Extensive research has been conducted in various domains focusing on the FAIRified data model framework integrated with Machine Learning (ML). One notable outcome of this research is the development of the Source-augmented Partial Convolution v2 model (SAPC2), which serves as an innovative solution for pixel reconstruction. SAPC2, built upon a partial convolution-enabled U-Net framework, leverages a complete source temporally adjacent to the reconstruction process. It employs an encoder-decoder structure to extract high-level features (Chen M, 2020). Traditionally, many applications have tended to disregard observations affected by cloud coverage or sensor saturation. A recent study has shed light on the issue of errors of commission arising from the Fmask technique. It emphasizes the importance of continued inclusion and enhancement of quality assurance bands in Analysis-Ready Data (ARD). The study advises users to utilize pixel quality flagging to mitigate potential biases under varying conditions (Ernst, 2018). This approach offers significant potential for standardizing the documentation of workflows and increasing trust in EO data products, thereby increasing productivity and utilization in environmental sector and other sectors. Furthermore, in-depth research efforts have been dedicated to dynamic environmental simulations, covering the intricate interplay between human activities and land-use changes (Searchinger et al., 2018; Newbold et al., 2015), climate dynamics (Findell et al., 2017), water resource management (Spera et al., 2016), and the socioeconomic system (Hostert et al., 2011).

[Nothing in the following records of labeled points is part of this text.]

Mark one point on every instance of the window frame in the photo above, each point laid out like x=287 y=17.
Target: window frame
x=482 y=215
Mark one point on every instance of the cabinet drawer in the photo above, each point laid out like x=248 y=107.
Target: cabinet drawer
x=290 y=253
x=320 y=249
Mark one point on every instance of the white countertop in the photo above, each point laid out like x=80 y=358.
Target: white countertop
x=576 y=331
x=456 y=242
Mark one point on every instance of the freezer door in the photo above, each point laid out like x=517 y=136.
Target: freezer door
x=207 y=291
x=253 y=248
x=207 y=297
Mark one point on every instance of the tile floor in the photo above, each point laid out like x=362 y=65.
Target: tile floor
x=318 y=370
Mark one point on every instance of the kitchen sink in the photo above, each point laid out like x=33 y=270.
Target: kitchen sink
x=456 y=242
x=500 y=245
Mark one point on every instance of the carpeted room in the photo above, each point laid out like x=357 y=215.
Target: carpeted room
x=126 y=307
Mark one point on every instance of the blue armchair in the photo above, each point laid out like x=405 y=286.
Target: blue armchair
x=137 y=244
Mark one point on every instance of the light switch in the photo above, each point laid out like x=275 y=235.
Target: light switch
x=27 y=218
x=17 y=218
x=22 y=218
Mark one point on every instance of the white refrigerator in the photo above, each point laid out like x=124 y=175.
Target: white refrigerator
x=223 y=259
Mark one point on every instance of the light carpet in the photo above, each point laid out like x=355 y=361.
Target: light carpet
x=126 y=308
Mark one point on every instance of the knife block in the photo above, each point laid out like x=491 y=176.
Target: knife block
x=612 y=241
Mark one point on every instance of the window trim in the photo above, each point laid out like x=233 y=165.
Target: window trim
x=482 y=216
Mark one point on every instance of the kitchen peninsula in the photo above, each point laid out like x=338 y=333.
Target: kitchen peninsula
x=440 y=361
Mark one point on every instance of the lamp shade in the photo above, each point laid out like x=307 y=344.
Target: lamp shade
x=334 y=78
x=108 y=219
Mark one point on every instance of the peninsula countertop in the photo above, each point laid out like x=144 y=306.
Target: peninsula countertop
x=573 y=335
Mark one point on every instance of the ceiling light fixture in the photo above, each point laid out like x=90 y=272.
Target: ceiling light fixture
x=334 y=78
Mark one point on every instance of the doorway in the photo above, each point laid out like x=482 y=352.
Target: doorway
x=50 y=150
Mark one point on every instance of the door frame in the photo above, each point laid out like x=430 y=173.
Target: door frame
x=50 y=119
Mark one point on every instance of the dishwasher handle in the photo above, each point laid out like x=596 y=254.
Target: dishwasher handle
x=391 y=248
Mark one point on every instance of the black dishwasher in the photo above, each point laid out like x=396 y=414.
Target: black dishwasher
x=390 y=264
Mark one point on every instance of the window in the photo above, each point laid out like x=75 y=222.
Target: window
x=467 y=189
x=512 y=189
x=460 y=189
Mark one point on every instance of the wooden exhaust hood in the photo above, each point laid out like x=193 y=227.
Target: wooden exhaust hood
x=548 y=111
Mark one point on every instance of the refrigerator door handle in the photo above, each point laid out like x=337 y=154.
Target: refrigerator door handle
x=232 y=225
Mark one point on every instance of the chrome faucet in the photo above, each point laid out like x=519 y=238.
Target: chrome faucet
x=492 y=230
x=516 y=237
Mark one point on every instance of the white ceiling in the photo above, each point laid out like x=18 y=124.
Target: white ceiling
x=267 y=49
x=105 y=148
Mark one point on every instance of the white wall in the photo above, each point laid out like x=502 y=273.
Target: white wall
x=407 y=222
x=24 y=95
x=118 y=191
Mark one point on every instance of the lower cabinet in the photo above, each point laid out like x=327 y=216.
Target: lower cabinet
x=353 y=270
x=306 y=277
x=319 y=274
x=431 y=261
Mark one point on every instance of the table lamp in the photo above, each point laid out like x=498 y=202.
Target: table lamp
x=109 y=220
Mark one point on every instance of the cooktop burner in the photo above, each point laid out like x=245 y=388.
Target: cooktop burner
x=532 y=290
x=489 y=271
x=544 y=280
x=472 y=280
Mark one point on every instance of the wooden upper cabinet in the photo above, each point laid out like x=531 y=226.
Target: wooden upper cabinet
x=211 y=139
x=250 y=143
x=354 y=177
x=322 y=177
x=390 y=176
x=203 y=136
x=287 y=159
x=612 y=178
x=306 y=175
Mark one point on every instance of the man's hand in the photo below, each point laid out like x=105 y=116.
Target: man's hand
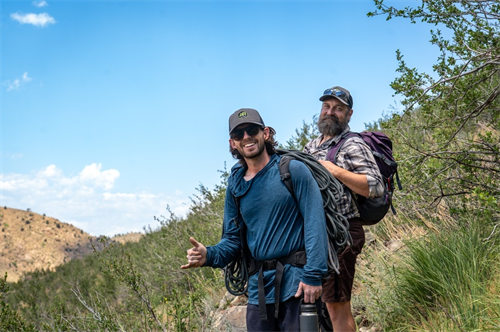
x=197 y=256
x=311 y=293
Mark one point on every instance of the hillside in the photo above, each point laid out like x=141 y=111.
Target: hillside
x=32 y=241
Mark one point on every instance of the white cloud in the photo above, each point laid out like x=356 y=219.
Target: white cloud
x=16 y=84
x=87 y=199
x=41 y=20
x=40 y=4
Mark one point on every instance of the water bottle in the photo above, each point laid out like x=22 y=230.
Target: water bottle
x=308 y=318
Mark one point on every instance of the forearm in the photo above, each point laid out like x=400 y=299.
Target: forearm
x=356 y=182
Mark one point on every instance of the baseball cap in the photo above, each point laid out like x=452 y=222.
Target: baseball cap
x=340 y=93
x=245 y=115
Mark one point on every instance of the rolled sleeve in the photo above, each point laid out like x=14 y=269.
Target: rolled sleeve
x=357 y=157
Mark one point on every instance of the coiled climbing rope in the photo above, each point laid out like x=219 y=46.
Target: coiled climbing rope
x=337 y=226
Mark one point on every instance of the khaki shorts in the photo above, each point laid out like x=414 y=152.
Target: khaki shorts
x=338 y=287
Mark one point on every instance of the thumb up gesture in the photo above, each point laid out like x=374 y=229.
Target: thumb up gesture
x=196 y=256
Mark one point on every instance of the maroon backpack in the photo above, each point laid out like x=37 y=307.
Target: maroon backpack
x=372 y=210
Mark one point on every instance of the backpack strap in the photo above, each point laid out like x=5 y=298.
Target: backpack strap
x=286 y=176
x=334 y=150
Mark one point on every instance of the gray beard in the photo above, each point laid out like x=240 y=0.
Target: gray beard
x=331 y=126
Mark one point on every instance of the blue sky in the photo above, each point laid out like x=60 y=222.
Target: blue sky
x=112 y=110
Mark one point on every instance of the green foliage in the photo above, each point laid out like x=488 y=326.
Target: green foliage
x=449 y=132
x=9 y=318
x=447 y=275
x=446 y=280
x=302 y=136
x=133 y=287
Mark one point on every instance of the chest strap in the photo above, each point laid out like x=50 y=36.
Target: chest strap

Overall, this research advocates for a comprehensive approach that seamlessly incorporates the FAIR Guiding Principles into machine learning workflows. This integration aims to facilitate the generation of Analysis Ready Data (ARD) to significantly improve efficiency and reproducibility in the field of land observation and monitoring. The central tenet of this work underscores the critical significance of standardized data management procedures and automated workflows in empowering data-driven investigations in the environmental sector. By embracing this integrated framework, the global scientific community can fully harness the untapped potential of ARD products. This approach fosters collaborative efforts and paves the way for groundbreaking discoveries. Furthermore, it actively promotes interoperability between public and commercial data sources, enabling a wide array of applications. This approach is a cornerstone of a more sustainable and informed approach to land management, ensuring the optimal utilization of Earth Observation (EO) products across a multitude of sectors.